C’est en ce sens que l’Union Européenne s’est engagée depuis l’été 2007 dans une profonde réforme de la réglementation du secteur financier centrée autour de trois axes. Le renforcement de la réglementation prudentielle (domaine dans lequel la crise avait mis à jour de graves déficiences), l’extension du champ de la réglementation à d’autres domaines qui n’étaient pas auparavant soumis à des normes européennes (tels que les agences de notation et les fonds alternatifs), et enfin la supervision du secteur financier. Reste à voir comment s’articuleront politique de concurrence et réglementation.
116 KROES N., Competition policy and the financial/banking crisis: taking action, lettre ouverte, disponible sur http://ec.europa.eu/Commission_barroso/kroes/financial_crisis_en.html.

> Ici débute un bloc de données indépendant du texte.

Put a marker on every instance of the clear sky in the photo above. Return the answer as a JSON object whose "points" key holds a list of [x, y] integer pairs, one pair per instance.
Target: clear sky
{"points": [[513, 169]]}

117 KROES N., Dealing with the current financial crisis, discours devant la Commission des affaires économiques et monétaires du Parlement européen, Bruxelles, 6 octobre 2008. Disponible sur : http://europa.eu/rapid/pressReleasesAction.do?reference=SPEECH/08/498.
118 PERROT Anne, « Politique de la concurrence et faillites bancaires », Revue Lamy de la Concurrence, n° 20, p.